Attorney General Jeff Sessions announced an initiative on Wednesday aimed at boosting the Justice Department's role protecting religious institutions from cumbersome zoning rules.
"Under the laws of this country, government cannot discriminate against people based on their religion -- not in law enforcement, not in grant-making, not in hiring and not in local zoning laws," Sessions said in a statement announcing the Place to Worship Initiative.
The announcement said the Justice Department would expand awareness of a 2000 law to shield religious institutions from overly restrictive zoning regulations and would provide "additional training and resources for federal prosecutors," with an inaugural community outreach event in New Jersey later this month.
The planned event in New Jersey would come after the Justice Department also announced on Wednesday it was bringing a complaint under that 2000 law against the New Jersey borough Woodcliff Lake and Woodcliff Lake's zoning board of adjustment. Politico reported last year that the Justice Department had opened a probe into potential religious discrimination in Woodcliff Lake regarding an Orthodox Jewish group.

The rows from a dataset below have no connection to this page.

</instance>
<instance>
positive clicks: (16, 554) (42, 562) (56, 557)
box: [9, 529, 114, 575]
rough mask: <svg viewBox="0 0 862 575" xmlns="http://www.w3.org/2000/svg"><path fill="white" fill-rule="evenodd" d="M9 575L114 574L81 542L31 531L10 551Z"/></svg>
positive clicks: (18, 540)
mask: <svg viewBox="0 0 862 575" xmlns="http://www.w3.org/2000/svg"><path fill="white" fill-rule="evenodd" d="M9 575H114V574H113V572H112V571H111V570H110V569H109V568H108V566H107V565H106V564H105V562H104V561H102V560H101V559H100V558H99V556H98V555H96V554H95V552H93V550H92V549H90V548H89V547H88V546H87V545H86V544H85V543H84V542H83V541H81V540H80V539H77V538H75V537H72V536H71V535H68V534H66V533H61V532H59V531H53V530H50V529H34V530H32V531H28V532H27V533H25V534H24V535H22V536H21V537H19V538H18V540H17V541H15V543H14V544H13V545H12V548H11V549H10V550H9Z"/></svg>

The initiative announced on Wednesday marked another step by Sessions to steer the power of the department toward religious organizations and individuals. Last fall, Sessions announced sweeping guidance on religious liberty protections, and the Justice Department under his leadership took the side of a cake shop owner who cited religion when refusing to create a wedding cake for a same-sex couple. The Supreme Court ruled in favor of the baker earlier this month.